This week I look at mason jars and find out who they're named after and who actually made the money. Come along for the ride this week as I ask, mason jars, how did that happen?
The idea of “heat-based canning” emerged in 1806 and was popularized by Nicholas Appert, a French cook who had been inspired by the need to preserve foods for long periods during the Napoleonic wars.
Appert originally used champagne bottles, which he secured with the improbable mixture of cheese and lime. He soon exchanged champagne bottles for glasses with wider necks, and by 1803 his canned goods were being successfully distributed to the French Navy.
Up until the early 1800’s most vegetables were only available seasonally because there was no refrigeration at the time.
This is what lead to the popularization of canning. Mason Jars changed the way American families cooked. Before canning, families had to live off things like smoked meats and heavily salted meats.
Before mason jars most jars had a flat unthreaded top, across the top a tin lid would be placed and sealed with wax.
The wax did not always work. If it wasn’t properly applied then air could get in and you basically just have a jar of slowly rotting vegetables.
This sounds like a very olden times thing to do. These guys used to seal their letters with wax and now we know they did the same with jars.
Mason Jars were created by a man named John Landis Mason in 1858. Mason was a Philadelphia tinsmith which is a person who makes and fixes things made of tin and other light metals. Mason is also credited with making the first screw-off salt shaker top in the same year.
Landis was only 26 when he patented the design and the design for the top came first. The jar was designed around the lid.
Mason added threads to a lid that went over the jar itself. Making for a tighter seal than anything else on the market. These jars were also important because it marked the first time that bleached glass was used.
We talked about this a little bit during the bottled water episode because they used to bottle their water in green colored glass.

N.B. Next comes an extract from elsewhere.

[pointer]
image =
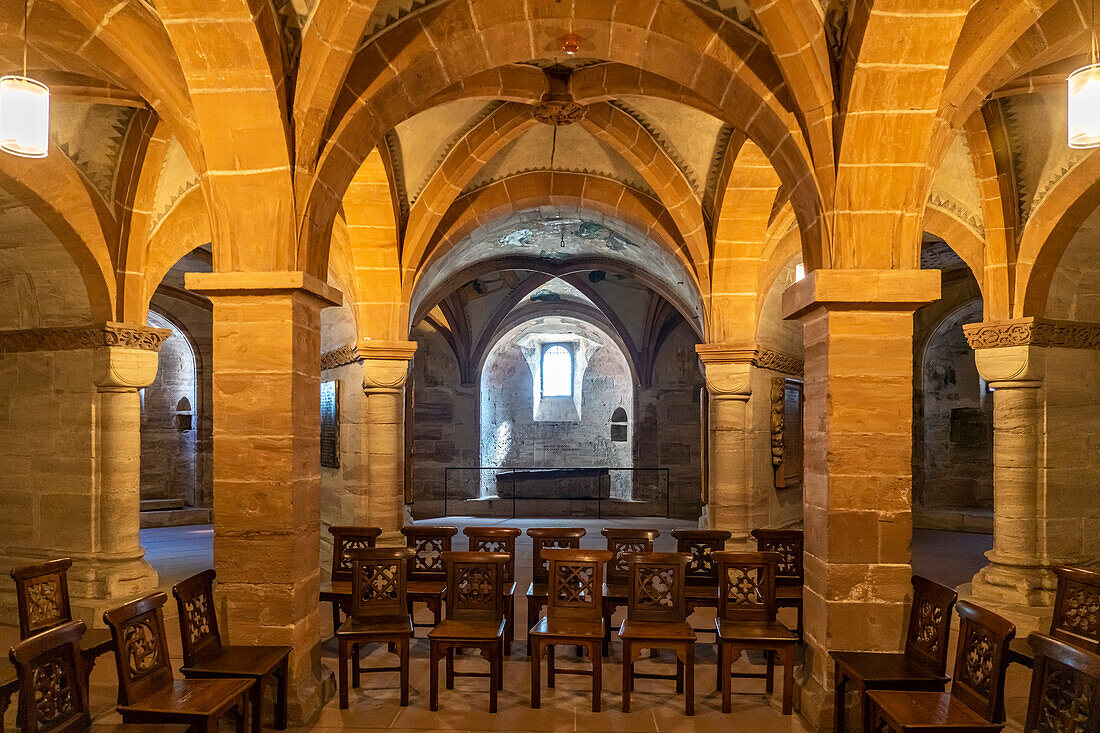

It was a big deal for people to be able to look into the jar and see whats in there. We take it for granted now, but it was a hot commodity in the mid 1800’s
He filed a patent for his invention and when it was granted Mason would print his jars with the patent date. He’s not vain or anything.
The earliest mason jars were made from transparent aqua glass, and are often referred to by collectors as “Crowleytown Jars,” as many believe they were first produced in the New Jersey village of Crowleytown.
There are different collector’s mason jars that sell for thousands of dollars. One in particular is called the upside down jar because it was made to rest on its lid. Like the ketchup and mayo bottles of today.
Mason tried to regain control of his invention, but after various court cases and failed business partnerships he was edged out.Mason would die in poverty in a tenement house in 1902
He would license his design to some companies but most other companies just took it for free and made their own knock offs. One of the companies that actually licensed the tech was the Ball jar company.
Enter the Ball brothers. In 1880, the year after Mason’s original patent expired, the five brothers—Edmund, Frank, George, Lucius and William—bought the small Wooden Jacket Can Company of Buffalo, New York, with a $200 loan from their uncle.
The company produced wood-jacketed tin containers for storing things like kerosene, but the Ball brothers soon moved on to tin cans and glass jars. After changing their name to the Ball Brothers Manufacturing Company, they set up shop in Muncie, Indiana, where natural gas fields provided plentiful fuel for glassblowing.
Soon they were the largest producer of mason jars in America. Their early jars still bore the words “Mason’s Patent 1858.”